Gary Wasdin joined the Leather Archives & Museum in January 2018, bringing with him over thirty years of senior management experience in libraries, nonprofits and the corporate sector. He most recently worked as a Senior Consultant with DJA Consulting, partnering with academic and public libraries on issues such as strategic planning, organizational development and inclusion.

Gary’s work in libraries has focused on making collections and services more accessible. His professional work includes positions at New York Public Library, Omaha (NE) Public Library, King County (WA) Public Library, the University of Alabama, and Wesleyan University.

Gary has served as an adjunct faculty member in the library science programs at Southern Connecticut State University, St. John’s University and Pratt Institute. He holds an MLS and an MA in English from Southern CT State University, and a BA in theater from Augusta (GA) College.

Image used from The Leather Journal 

Digital Commonwealth Repository Systems Update by Eben English

The annual Repository Systems Update provides an overview of new collections and features added to DigitalCommonwealth.org over the past year. This talk will cover usage statistics and technology trends (and analyze what they mean for digital collection development efforts), as well as a review of the previous year's most popular content. It will also feature a behind-the-scenes look at the work of the Boston Public Library's Digital Services team, including major digitization projects and the ongoing development of the open-source digital asset management system supporting access and preservation of vital historical materials.

Educational Fellow Presentation by Lara DeRose

Lara DeRose will be presenting on her fellowship experience with Digital Commonwealth. She will share ideas, techniques, and strategies to engage educators and to develop robust and relevant resources showcasing digitized primary sources.

Lara DeRose is currently in the final stages of her Fellowship with Digital Commonwealth. She has been an educator in Massachusetts public schools for the past twenty years. Her roles include history teacher, curriculum leader, technology trainer, and instructional coach.
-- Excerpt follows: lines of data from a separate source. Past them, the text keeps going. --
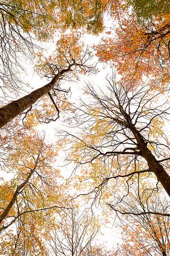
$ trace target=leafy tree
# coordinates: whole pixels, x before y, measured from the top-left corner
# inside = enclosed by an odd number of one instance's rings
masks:
[[[18,125],[9,146],[1,163],[1,252],[46,255],[44,240],[55,216],[69,207],[62,177],[54,166],[60,146],[47,144],[31,128],[20,131]]]
[[[0,79],[3,93],[7,94],[6,88],[10,92],[21,92],[20,83],[23,81],[17,73],[23,70],[26,57],[32,58],[40,41],[49,41],[59,30],[69,27],[84,27],[98,34],[103,29],[103,10],[100,1],[1,1]]]
[[[124,198],[121,210],[110,205],[123,227],[120,255],[167,256],[170,249],[169,202],[162,193],[149,195],[148,190],[148,198],[144,194],[134,187],[129,198]],[[162,214],[158,214],[160,212]]]
[[[100,60],[111,61],[129,84],[141,86],[145,75],[162,88],[169,80],[169,15],[143,24],[122,12],[117,21],[116,36],[103,38],[96,48]]]
[[[121,203],[140,178],[151,191],[160,183],[169,196],[169,144],[162,130],[169,114],[169,91],[160,101],[162,93],[147,86],[132,91],[122,81],[108,82],[106,92],[88,88],[91,104],[82,107],[81,136],[71,137],[68,159],[81,165],[80,181],[89,187],[81,193],[107,202],[114,196]]]
[[[30,108],[38,99],[47,94],[57,111],[57,117],[59,117],[60,111],[53,96],[56,96],[55,92],[62,91],[66,92],[66,90],[61,90],[59,86],[60,79],[65,73],[71,71],[74,71],[77,74],[79,72],[86,73],[94,72],[95,70],[95,66],[86,65],[86,61],[91,58],[91,54],[89,51],[85,53],[82,51],[82,48],[78,45],[78,40],[79,37],[74,36],[74,34],[61,37],[57,43],[57,53],[50,56],[48,59],[43,57],[40,53],[39,59],[42,60],[43,62],[37,63],[37,69],[41,74],[45,74],[47,78],[51,78],[51,79],[52,78],[51,82],[29,94],[1,107],[0,127],[3,126],[27,108]],[[75,59],[73,58],[74,55]],[[74,67],[76,68],[74,70]],[[69,79],[69,77],[67,78]],[[51,91],[53,92],[52,94]]]
[[[167,0],[130,0],[129,2],[139,21],[144,22],[156,16],[161,18],[162,16],[169,14],[169,2]]]

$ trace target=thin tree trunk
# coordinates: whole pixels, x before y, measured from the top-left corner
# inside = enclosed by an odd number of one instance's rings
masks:
[[[27,184],[27,183],[28,182],[28,181],[30,179],[30,178],[32,176],[33,174],[34,173],[34,172],[35,172],[35,170],[36,169],[37,165],[39,156],[40,156],[40,154],[38,155],[38,157],[37,158],[36,163],[33,168],[31,170],[31,171],[30,172],[30,173],[28,175],[27,178],[26,178],[26,179],[21,184],[21,185],[17,186],[17,188],[16,192],[14,192],[14,193],[13,194],[13,197],[12,197],[10,202],[9,202],[9,203],[7,205],[7,206],[6,207],[6,208],[4,210],[4,211],[3,211],[2,214],[1,214],[1,215],[0,215],[0,224],[3,221],[3,220],[8,215],[8,214],[9,212],[10,211],[11,208],[12,207],[12,206],[13,206],[14,203],[15,203],[16,200],[16,199],[17,198],[17,196],[19,195],[20,192],[23,188],[23,187],[25,187],[25,186]],[[1,230],[0,230],[0,231],[1,231]]]
[[[22,113],[25,110],[34,104],[39,98],[48,93],[54,88],[56,83],[63,74],[70,71],[71,67],[74,65],[75,65],[75,63],[73,63],[69,65],[68,68],[63,69],[59,72],[50,83],[42,87],[33,91],[29,94],[16,101],[12,101],[0,108],[0,128]]]

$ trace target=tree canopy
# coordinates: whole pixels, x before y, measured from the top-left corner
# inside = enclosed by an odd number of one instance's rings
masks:
[[[1,1],[1,255],[169,254],[169,2]]]

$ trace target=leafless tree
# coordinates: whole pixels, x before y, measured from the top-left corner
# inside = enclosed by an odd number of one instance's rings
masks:
[[[135,89],[132,84],[116,82],[115,78],[107,80],[105,92],[88,87],[90,105],[83,103],[79,108],[82,136],[71,135],[72,149],[68,159],[90,169],[95,163],[102,163],[100,174],[94,172],[99,183],[85,194],[94,193],[96,198],[115,181],[112,193],[121,203],[134,182],[139,184],[142,178],[148,178],[150,193],[161,184],[170,196],[169,142],[163,127],[170,113],[169,89],[157,91],[154,85]],[[108,172],[103,172],[105,169]],[[123,179],[121,191],[119,181]]]

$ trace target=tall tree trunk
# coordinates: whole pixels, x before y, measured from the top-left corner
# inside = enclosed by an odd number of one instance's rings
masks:
[[[148,148],[142,136],[132,124],[130,126],[130,130],[133,133],[138,144],[138,148],[140,150],[142,155],[147,162],[149,168],[154,173],[158,181],[170,197],[170,176],[160,164],[150,150]]]
[[[54,88],[59,79],[65,73],[69,72],[75,63],[70,64],[68,68],[59,72],[51,81],[42,87],[33,91],[31,93],[0,108],[0,128],[22,113],[25,110],[34,104],[39,98],[48,93]]]

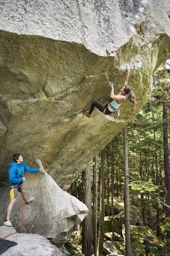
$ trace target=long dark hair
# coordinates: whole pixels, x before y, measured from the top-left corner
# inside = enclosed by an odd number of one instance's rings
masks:
[[[133,105],[135,105],[136,103],[136,96],[133,91],[131,90],[131,87],[128,85],[125,85],[124,91],[126,93],[126,94],[129,94],[129,100],[131,103],[133,104]]]
[[[17,160],[18,160],[19,159],[19,156],[20,155],[20,154],[18,153],[14,154],[13,156],[13,160],[15,162],[17,162]]]

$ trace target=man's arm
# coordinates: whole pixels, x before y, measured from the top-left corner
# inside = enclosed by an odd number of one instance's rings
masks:
[[[26,171],[26,172],[42,172],[42,171],[44,171],[44,168],[41,168],[40,169],[39,169],[38,168],[31,168],[30,167],[29,167],[25,163],[23,163],[24,164],[24,170]]]
[[[19,184],[23,181],[23,178],[16,178],[16,170],[11,168],[9,170],[9,180],[11,183]]]
[[[126,70],[127,70],[127,74],[125,78],[124,86],[128,85],[129,74],[130,74],[130,68],[127,66],[126,66]]]

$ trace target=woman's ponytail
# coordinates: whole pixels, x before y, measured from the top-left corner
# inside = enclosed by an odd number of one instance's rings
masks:
[[[133,105],[135,105],[136,102],[136,96],[133,91],[131,89],[131,87],[128,85],[125,85],[124,87],[124,91],[126,93],[126,94],[129,94],[128,99],[131,102]]]
[[[133,105],[135,105],[136,102],[136,96],[133,91],[131,90],[129,93],[128,99]]]

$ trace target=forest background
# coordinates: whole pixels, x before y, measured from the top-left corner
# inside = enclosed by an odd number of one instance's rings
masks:
[[[170,255],[170,208],[166,207],[170,205],[170,73],[169,56],[155,72],[151,95],[138,115],[96,156],[82,175],[77,175],[72,184],[68,192],[84,202],[89,209],[83,222],[83,230],[81,229],[74,234],[67,243],[67,248],[72,253],[82,250],[86,256],[93,253],[95,256],[103,255],[105,218],[111,215],[113,217],[111,239],[114,240],[115,236],[112,235],[114,234],[114,216],[116,213],[114,198],[124,201],[126,194],[128,204],[142,208],[142,225],[149,227],[163,244],[162,247],[150,246],[149,250],[147,248],[147,255]],[[124,132],[127,133],[126,141]],[[128,147],[129,166],[126,187],[125,142]],[[130,240],[131,244],[140,238],[130,227],[127,228],[130,248],[127,247],[127,237],[122,249],[126,250],[126,255],[131,255]],[[77,239],[77,234],[80,238]],[[143,250],[146,251],[144,239],[142,236],[141,237],[142,248],[137,248],[137,253],[140,253],[140,250],[142,254]]]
During her Fellowship she has worked to expand and enhance educator usage of Digital Commonwealth Collections.

Newspaper Digitization: It’s a Hot Topic. Who knew?

Newspaper digitization poses some big questions – from selecting what newspapers to scan to figuring out what standards to follow. And once they are digitized, how do I get them online and connect users to the content? Join our panel presentation including Kerry Huller (Library of Congress), Jake Sadow (Boston Public Library), Kelley Ewing (Library of Virginia), and Stewart Plein (West Virginia University Libraries) to hear how newspaper digitization has been tackled through federal and state partnerships, as well as local endeavors, and find out how we’ve targeted our outreach efforts. 

Kerry has been a Digital Conversion Specialist in the Serial and Government Publications Division at the Library of Congress since 2019, where she works on newspaper digitization projects for the National Digital Newspaper Program, as well as other in-house projects. She joined the Library in 2017 as a technician to assist with digitization projects in various divisions. Previously, Kerry worked on digital library projects at the National Agricultural Library and the University of Maryland, College Park. She holds a BFA in photography from Rochester Institute of Technology, and worked for several years as a newspaper photographer before making a career shift, and later obtaining a MLS at the University of Maryland, College Park.